The potential commercial impact is substantial. Ahnemann shared an example in which AI-driven coaching insights helped a shipping company improve upsell performance by 20 percent, revealing significant untapped revenue opportunities.

However, the session also reinforced that AI analytics are most effective when paired with human expertise. AI can identify patterns and insights, but human leaders are still required to interpret findings, coach employees and ensure systems remain aligned with business objectives.

Catch up with Mike Ahnemann's session on CX+

AI agents are becoming more integrated into existing ecosystems

The event also demonstrated how AI is increasingly being designed to work alongside (rather than replace) existing contact center systems and human agents.

In their session, Regal showcased how voice AI agents can integrate with existing platforms such as Five9 while supporting seamless handovers between automation and live agents.
This interoperability is becoming increasingly important as organizations seek to modernize customer service operations without completely rebuilding their technology stacks.

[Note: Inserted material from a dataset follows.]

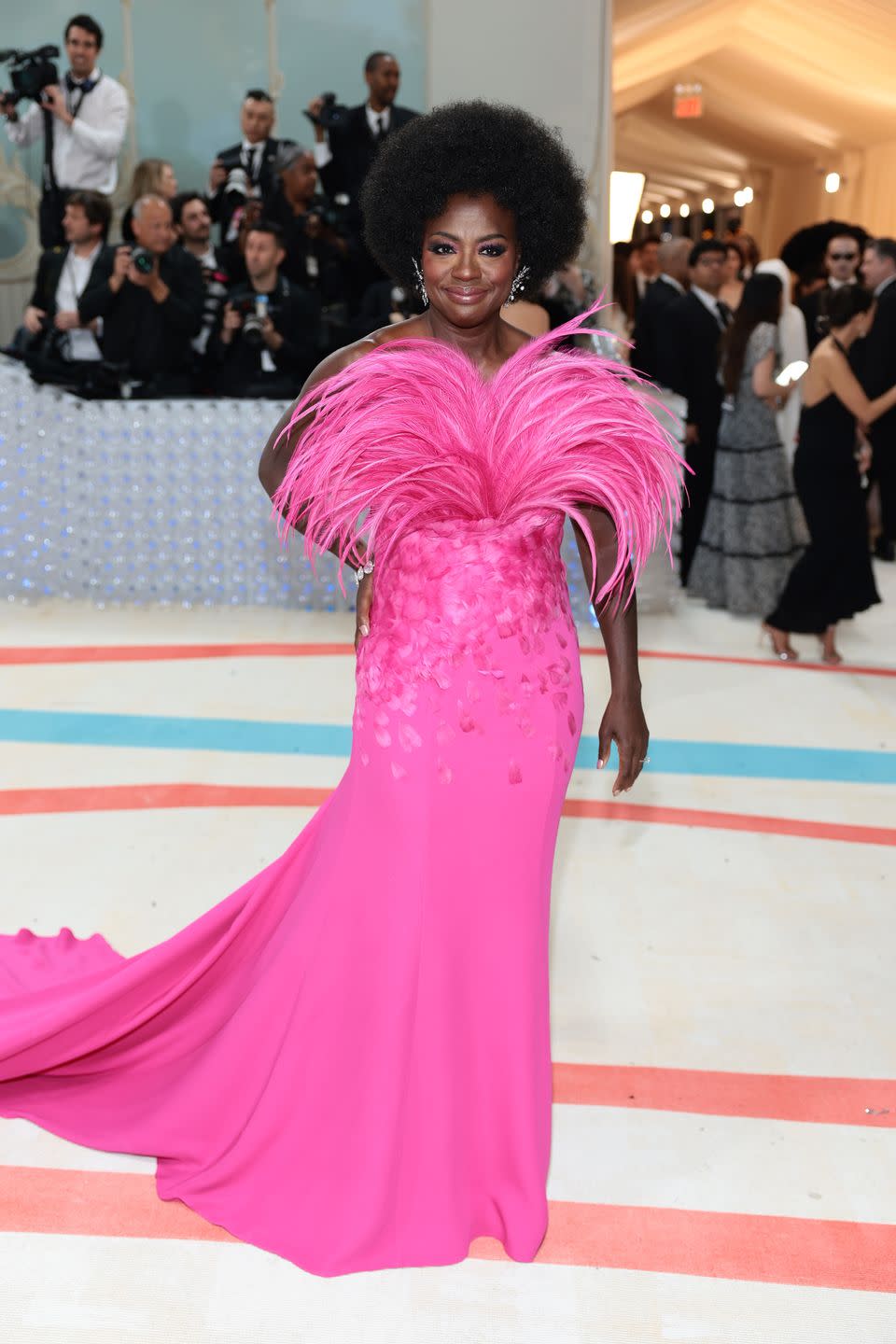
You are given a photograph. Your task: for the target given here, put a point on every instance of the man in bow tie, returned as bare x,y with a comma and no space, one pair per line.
693,329
83,122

Regal's demonstrations also highlighted another emerging trend: customers may behave differently when interacting with AI. According to the company's analysis of hundreds of millions of calls, customers often provide more detailed information to AI agents early in conversations, helping organizations gather richer contextual data and resolve issues more efficiently.

Catch up with Regal's session on CX+

Conclusion: Contact centers are entering a new operating model

CX Network's All Access: Redefining Contact Centers in the Age of AI highlighted an industry moving rapidly from experimentation toward operational transformation.

The event demonstrated that AI is already delivering measurable value across customer service operations, from intelligent routing and automated quality assurance to voice AI and real-time agent support. However, it also reinforced that technology alone will not define success.

Organizations that achieve the greatest impact are likely to be those that approach AI strategically, embed governance early and maintain a clear focus on customer trust and human connection.

The emerging contact center model is not fully automated. Instead, it is increasingly collaborative: AI handling efficiency and scale, while human agents provide empathy, judgment and complex decision-making.

As customer expectations continue to evolve, the challenge for organizations will not simply be implementing AI, but designing experiences where automation and human interaction work together seamlessly.